Embraer tries to minimize its post-sales financing liabilities and only extends financing to a select number of clients. Its accumulated liabilities are reported to be under $100 million but when residual value guarantees and other guarantees are included, this rises to $1.22 billion, as of September 30.
In 2009, the company posted a loss of $103 million in relation to the bankruptcy of US airline Mesa, and the impact of the Chapter 11 bankruptcy situation at American Airlines has not yet been determined, but Penido is comfortable with any potential liabilities.
"Our outstanding guarantees in relation to American Airlines never go to 100% – they go to a certain percentage and that is still under negotiation," he says. "American was financed by BNDES and we counter-guaranteed part of the risk that BNDES took.
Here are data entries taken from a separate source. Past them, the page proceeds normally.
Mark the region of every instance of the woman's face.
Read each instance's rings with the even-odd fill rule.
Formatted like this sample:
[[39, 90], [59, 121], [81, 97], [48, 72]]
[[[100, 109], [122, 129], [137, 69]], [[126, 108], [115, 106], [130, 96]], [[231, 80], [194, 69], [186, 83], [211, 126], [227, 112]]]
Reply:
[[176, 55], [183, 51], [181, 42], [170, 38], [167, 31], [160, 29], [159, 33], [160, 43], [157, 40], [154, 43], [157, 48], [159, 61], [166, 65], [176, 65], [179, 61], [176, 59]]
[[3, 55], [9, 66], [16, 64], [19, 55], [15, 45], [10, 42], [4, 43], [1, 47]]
Depending on [what American Airlines agrees with BNDES], we might have to recognize some loss. We are speaking to the appraisers about the values of the planes. If we have to pay something, I will take the plane back and sell it."
Paulo Penido Marques, Embraer
BNDES finances about 20% of the manufacturer’s sales. It’s a large proportion but much less than, for example, US Exim Bank’s support of Boeing’s sales. "I expect [the proportion of sales supported by] BNDES to grow while respecting the internal limits they have and the way they do business," says Penido. "It’s a good business for them, it’s good for us and it’s good for the country. That’s the role of the development bank – it’s a win-win-win. BNDES is very professional and has a very good relationship with us. It’s very important to us."
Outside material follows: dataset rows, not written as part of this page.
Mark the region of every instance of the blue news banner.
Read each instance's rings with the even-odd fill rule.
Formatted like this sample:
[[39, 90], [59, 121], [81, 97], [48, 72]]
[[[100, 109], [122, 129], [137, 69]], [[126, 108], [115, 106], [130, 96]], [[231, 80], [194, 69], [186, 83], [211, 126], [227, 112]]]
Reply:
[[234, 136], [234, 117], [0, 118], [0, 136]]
Beyond commercial aviation, the company has been successful in diversifying its revenue streams into business jets and its military business. The aim is to have all three businesses generating roughly one-third of revenues. Competition in all sectors is fierce, the business-jet market in particular is growing below target, but the military business is ahead of revenue expectations and just completed its first sales into the US – albeit the legitimacy of that order is being challenged by the losing US bidder, Hawker Beechcraft.
The same is true for its geographical revenues, with the manufacturer targeting emerging-markets growth and customer segments – the company has been aggressively marketing to aircraft-leasing companies with some notable success.
Another legal hitch came when the company revealed in November’s third-quarter results that it was being investigated by the SEC. The company was criticized in some quarters for the way it announced the news: listing on page nine of the report, which was released on a Brazilian national holiday, under the heading Other Events. The company’s stock fell 5% when the market reopened, but Penido accentuates the positives to a company that has a generally good reputation for transparent governance.
"This is something that happens more and more with businesses that operate all over the world," he says. "We have internal controls and follow all the rules and regulations. But this investigation has been a good experience. We have to take the positive side. I am learning a lot. It’s good – we are questioning our controls but at this point we can’t quantify in terms of timing or impact – or if there will be an impact."